Several years ago, at a time when Harry had been a mere novice in Möbius matters, when defending himself against the agents of a foreign power who had intended to capture or kill him, he had consigned an evil man to an eternity of hell in the Möbius Continuum. Well perhaps not to eternity, which is a very long time as men understand it; but in the Möbius Continuum time—if it exists at all—is of an entirely different order. And if that unfortunate Counter Espionage Agent of the East German
Grenzpolizei
, if he yet remained in the Möbius Continuum—if it hadn’t rejected and ejected him, like an especially injurious irritant from the mind of a god—then by now he must surely be a raving madman in his impossibly vast, dark and empty and utterly incomprehensible cell.

But…the Mind of God? Since that time Harry had frequently pondered that question. Was the Möbius Continuum the region in which God had ordained light—the Big Bang, perhaps?—at the beginning of space, time and an ever expanding universe? If so, then in the Continuum itself time had remained conjectural. Perhaps the genius Albert Einstein had sensed something akin to this when he remarked that “The distinction between past, present, and future is an illusion, although a persistent one.”

The Mind of God.… And now Harry pondered it again.

Was the very subject blasphemous, he wondered? Surely not, for if it was then why was he allowed entry, with his esoteric, open sesame mathematics? Still, and remaining on the safe side, while he often
thought
about it he had always left the thought unspoken. And anyway, who can control his thoughts?

But all of that was when the Necroscope was unique, before his infant son had inherited the Continuum, finally using it to steal away with Harry’s lost love, Brenda, the wife who couldn’t abide the transition that Harry had suffered; also before this latest occurrence: the coming—and going—of some possibly suicidal or misadventuring interloper.

And now Harry’s mind was back on track.

But this was how it was with him: always, in confrontations with the weird and mysterious, the Necroscope’s mind would spin off in every direction in search of hidden answers.
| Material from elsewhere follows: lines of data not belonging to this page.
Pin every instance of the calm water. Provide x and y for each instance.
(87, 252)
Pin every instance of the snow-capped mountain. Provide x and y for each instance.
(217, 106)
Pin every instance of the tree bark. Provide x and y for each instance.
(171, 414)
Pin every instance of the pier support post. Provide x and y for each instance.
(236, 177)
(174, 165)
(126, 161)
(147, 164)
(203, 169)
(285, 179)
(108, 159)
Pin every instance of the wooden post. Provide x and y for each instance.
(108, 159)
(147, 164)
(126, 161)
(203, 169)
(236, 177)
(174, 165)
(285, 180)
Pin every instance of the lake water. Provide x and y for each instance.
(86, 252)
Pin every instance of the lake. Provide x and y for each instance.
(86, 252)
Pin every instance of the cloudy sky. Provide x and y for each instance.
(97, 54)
And he knew that this time it would be the same, that this was important, a mystery he must either solve or suffer for long and long—and not being much for suffering, already he was impatient…

Harry called Bonnie Jean Mirlu, his love of loves—a beautiful moon-child or werewolf—at her wine bar in Edinburgh. For she would probably be expecting to see him tonight and he might not be available.

“Bonnie Jean,” he said, when finally she answered the telephone. “It’s Harry, and I’m sorry to disturb your beauty sleep. Not that you need it.”

“Flatterer!” she at once replied. “And anyway, I’m just up. We’ve a party tonight in B.J.’s. A private party—after hours, ye ken—and there’s stuff I should be attendin’ tae.”

A private party? Harry breathed a quiet sigh of relief. She didn’t like him around when they had a party going. He believed he knew why…but that was a line of thought he couldn’t continue—could never investigate—because a deep-rooted post-hypnotic command, implanted by the she-wolf herself, always got in the way. And anyway there were things he really did
not
want to know; or so he told himself, blind to the fact that his easy acceptance was also a part of what she’d put in his head.

“Well then,” he replied, “that works for me because there’s business I must attend to also.”

“Oh aye? And what sort o’ business would that be, Harry?”

“Just business.” He shrugged and knew she would sense it.

“Wi’ they special friends o’ yours in London, perhaps?”

“Possibly. I’m looking for the answers to something—but nothing you need worry about.”

“A clue tae the whereabouts o’ yere wife and child, maybe?”